Monday, August 15, 2005

When The Right Lane Goes 85

I'm sitting here in the stillness of my room with only God and I. I've always enjoyed this type of atmosphere the night the way how even a little light can show forever in total darkness. All I can think about is how impatient I am to get out and start at Calpoly and about how all of my friend are leaving me. But as my little adventure down to CO Springs today taught me we can rush and hurry all we want but ulltimately with the way things work we will arrive at the destination about the same time as the car that followed the speed limit. The thing about CO highways is that normally they run about 10 mph above what the posted speed limit is and this is the right lane. So it is keep up or be the target of extreme road rage. But I was thinking, because that is a really pretty drive down there, that we don't really take the time to just sit and be still.

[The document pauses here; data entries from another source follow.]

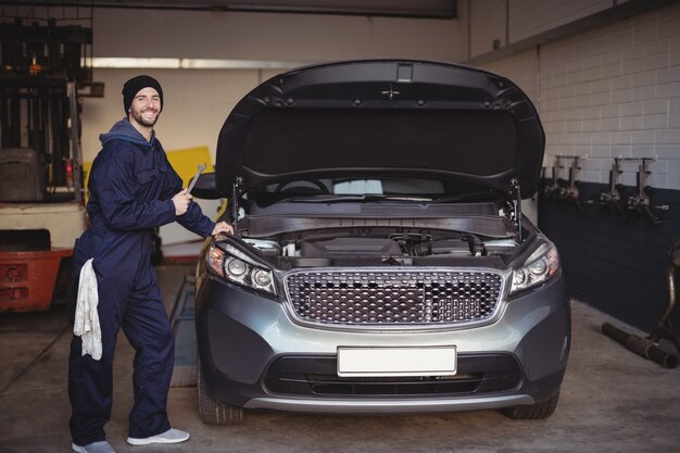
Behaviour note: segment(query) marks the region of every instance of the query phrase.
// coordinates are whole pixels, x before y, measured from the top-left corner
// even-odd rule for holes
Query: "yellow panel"
[[[184,187],[189,185],[189,180],[196,175],[199,169],[199,164],[206,164],[204,173],[215,171],[215,165],[211,162],[210,150],[207,147],[186,148],[181,150],[167,151],[165,153],[175,172],[179,175],[184,183]],[[87,189],[87,181],[90,176],[91,162],[83,163],[84,181],[83,187]],[[89,199],[89,192],[85,191],[85,200]]]

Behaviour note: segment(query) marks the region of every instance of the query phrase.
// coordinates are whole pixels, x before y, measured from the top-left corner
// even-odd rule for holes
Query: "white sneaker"
[[[151,436],[149,438],[137,439],[127,438],[127,443],[130,445],[149,445],[150,443],[179,443],[189,439],[189,433],[180,429],[171,428],[167,431]]]

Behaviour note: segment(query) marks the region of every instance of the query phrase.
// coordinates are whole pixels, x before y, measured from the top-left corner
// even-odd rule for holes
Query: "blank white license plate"
[[[456,348],[338,348],[338,376],[453,376]]]

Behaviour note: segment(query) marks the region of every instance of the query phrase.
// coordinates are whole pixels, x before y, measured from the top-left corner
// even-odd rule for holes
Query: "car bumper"
[[[401,331],[300,325],[281,302],[213,278],[197,290],[210,392],[245,408],[379,414],[528,405],[559,391],[568,360],[570,309],[562,278],[503,303],[491,324]],[[437,345],[456,347],[459,380],[333,379],[338,347]],[[308,376],[322,376],[320,385]]]

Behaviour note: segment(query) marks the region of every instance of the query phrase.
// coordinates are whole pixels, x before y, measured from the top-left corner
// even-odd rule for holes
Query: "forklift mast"
[[[85,65],[91,45],[91,26],[0,17],[0,312],[67,293],[87,227],[80,98],[103,97]]]

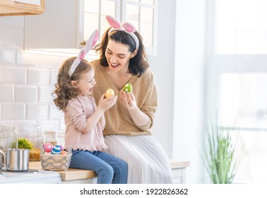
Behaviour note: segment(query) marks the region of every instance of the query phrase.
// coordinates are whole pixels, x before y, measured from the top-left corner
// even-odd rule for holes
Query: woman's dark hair
[[[110,28],[108,28],[103,34],[101,43],[95,46],[96,52],[100,56],[100,63],[102,66],[109,66],[105,53],[109,39],[126,45],[129,46],[129,50],[131,52],[134,52],[134,50],[136,50],[136,42],[129,34],[124,31],[114,30],[108,35],[109,29]],[[149,64],[145,52],[143,38],[138,33],[135,32],[134,34],[139,40],[139,49],[138,50],[136,55],[130,59],[129,70],[131,75],[140,77],[148,69]]]
[[[79,91],[71,85],[71,81],[78,81],[82,74],[93,69],[88,62],[83,59],[70,76],[69,69],[76,58],[69,58],[62,64],[57,75],[57,82],[54,85],[55,90],[52,93],[53,96],[56,95],[54,103],[57,108],[64,111],[66,111],[68,101],[77,98],[79,94]]]

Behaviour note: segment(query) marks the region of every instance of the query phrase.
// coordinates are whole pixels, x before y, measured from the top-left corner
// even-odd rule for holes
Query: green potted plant
[[[218,124],[209,124],[204,151],[204,164],[213,184],[231,184],[237,168],[235,148],[230,131]]]

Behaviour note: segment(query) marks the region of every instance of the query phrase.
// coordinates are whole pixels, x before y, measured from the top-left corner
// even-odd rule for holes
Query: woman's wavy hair
[[[100,57],[100,63],[102,66],[105,67],[109,66],[105,52],[109,39],[126,45],[129,46],[129,50],[131,52],[134,52],[136,50],[136,42],[129,34],[124,31],[114,30],[108,35],[110,28],[108,28],[103,34],[101,43],[95,46],[96,52]],[[135,32],[134,34],[136,34],[139,40],[139,49],[136,55],[130,59],[129,70],[131,75],[140,77],[148,69],[149,64],[143,44],[143,38],[138,32]]]
[[[79,94],[79,91],[71,85],[71,81],[78,81],[82,74],[93,69],[89,62],[83,59],[70,76],[69,71],[76,58],[69,58],[62,64],[57,75],[57,82],[54,85],[55,90],[52,93],[55,98],[54,104],[59,110],[63,111],[66,110],[68,101],[72,98],[76,98]]]

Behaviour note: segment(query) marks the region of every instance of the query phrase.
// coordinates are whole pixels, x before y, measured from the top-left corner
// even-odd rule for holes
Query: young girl
[[[64,62],[54,91],[54,103],[64,112],[65,148],[73,147],[70,168],[95,171],[99,184],[126,183],[127,163],[101,151],[107,148],[102,135],[104,112],[116,103],[117,95],[105,98],[102,94],[96,105],[90,96],[96,83],[94,69],[81,54]]]

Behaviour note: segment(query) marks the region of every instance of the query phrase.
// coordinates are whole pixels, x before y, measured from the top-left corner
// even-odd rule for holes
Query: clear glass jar
[[[30,150],[30,161],[41,161],[40,155],[42,153],[42,147],[45,142],[44,132],[42,131],[38,121],[33,123],[34,129],[29,133],[29,140],[33,144],[33,148]]]
[[[58,145],[60,145],[63,147],[64,147],[65,145],[65,132],[59,132],[59,141],[57,142]]]
[[[6,151],[6,148],[17,148],[17,126],[13,124],[2,125],[2,129],[0,132],[0,149]]]
[[[53,146],[57,145],[59,138],[57,137],[57,132],[54,131],[44,132],[45,142],[51,143]]]

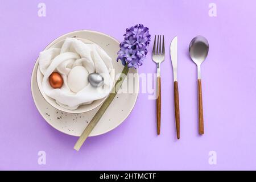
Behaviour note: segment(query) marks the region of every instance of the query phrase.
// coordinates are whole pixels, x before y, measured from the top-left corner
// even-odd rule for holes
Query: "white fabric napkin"
[[[40,71],[44,75],[43,91],[64,108],[76,109],[81,105],[89,104],[106,97],[111,91],[113,81],[110,76],[113,68],[112,59],[96,44],[68,38],[61,48],[52,48],[41,52],[39,62]],[[72,92],[67,84],[67,77],[72,68],[77,65],[84,67],[89,73],[101,75],[104,77],[104,85],[95,88],[88,83],[77,93]],[[60,89],[54,89],[49,84],[49,76],[54,71],[58,72],[63,78]]]

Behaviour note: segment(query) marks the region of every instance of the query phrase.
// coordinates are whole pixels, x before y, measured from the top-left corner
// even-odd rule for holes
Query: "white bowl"
[[[47,46],[44,49],[44,50],[48,49],[49,48],[53,48],[53,47],[54,48],[61,48],[62,45],[63,44],[63,43],[64,43],[65,38],[66,38],[65,35],[59,37],[55,40],[53,40],[53,42],[56,42],[56,40],[58,40],[59,41],[57,41],[55,43],[53,44],[52,45],[51,45],[53,43],[53,42],[52,42],[48,46]],[[91,43],[93,44],[94,43],[92,41],[90,41],[89,40],[81,39],[81,38],[77,38],[77,39],[79,39],[84,42],[86,42],[86,43]],[[108,52],[106,52],[106,53],[108,53]],[[113,55],[113,54],[112,54],[112,55]],[[111,56],[110,56],[110,57],[111,57]],[[112,59],[112,61],[113,60],[115,60],[115,57],[111,57]],[[115,71],[114,71],[114,69],[112,69],[110,71],[110,78],[112,80],[112,82],[113,83],[113,85],[112,85],[112,88],[113,86],[114,85],[114,82],[115,82],[115,81],[114,81]],[[43,90],[42,85],[42,83],[43,78],[43,75],[41,73],[40,71],[39,70],[39,67],[38,67],[37,70],[36,70],[36,78],[37,78],[36,81],[37,81],[37,84],[38,86],[38,88],[39,88],[42,95],[43,96],[43,97],[52,107],[53,107],[55,109],[58,109],[60,111],[62,111],[63,112],[71,113],[71,114],[79,114],[79,113],[88,112],[89,111],[90,111],[90,110],[96,108],[98,106],[100,106],[101,104],[103,103],[103,102],[104,102],[104,101],[106,100],[106,97],[108,97],[108,96],[106,96],[101,99],[94,101],[92,103],[91,103],[90,104],[81,105],[77,109],[76,109],[75,110],[67,109],[64,108],[64,107],[61,107],[61,106],[60,106],[59,105],[58,105],[55,102],[55,100],[54,99],[48,97],[44,93],[44,92],[43,92]]]

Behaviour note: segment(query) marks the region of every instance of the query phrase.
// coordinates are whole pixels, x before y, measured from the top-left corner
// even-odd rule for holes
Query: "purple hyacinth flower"
[[[126,28],[125,40],[120,43],[117,60],[121,60],[129,68],[142,65],[148,52],[150,42],[148,28],[142,24]]]

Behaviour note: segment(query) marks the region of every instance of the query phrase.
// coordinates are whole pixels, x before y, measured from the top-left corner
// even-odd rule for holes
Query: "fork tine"
[[[164,36],[163,35],[163,48],[162,48],[162,53],[164,55]]]
[[[155,38],[156,35],[155,35],[155,41],[154,41],[154,46],[153,46],[153,55],[155,55]]]
[[[161,35],[160,35],[160,39],[159,39],[159,55],[162,55],[162,49],[161,49]]]
[[[159,35],[158,35],[158,44],[156,44],[156,55],[159,55],[159,52],[158,51],[158,43],[159,41]]]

We don't take time to slow down. We are always in a rush but the thing is we ultimately don't know what to do with the down time of our lives. So the struggle is how to just slow down be still and enjoy it. And perhaps with the understanding of how crazy of a summer this has been, I'm thinking I know what God wants me to do with this down time. He want me to not be occupied so much with friends, not help along as much any more change in the church, no longer listen to other people as much. He want's me to listen to him and only him. I need to see what lies in this heart after the death of Nate after the change of three small group leaders, the change of a youth pastor and college leader. I need to find out what has changed within me. So I am gonna take a break for a while put my thoughts and feelings together. Figure out where my desire and passion has gone. So if I don't talk to you in a while, I'm sorry, but I need to devot some time to myself. I hope you understand. I need to be alone. I feel that is what God is calling me too as my friends begin to leave. I love all of you so much you have no idea.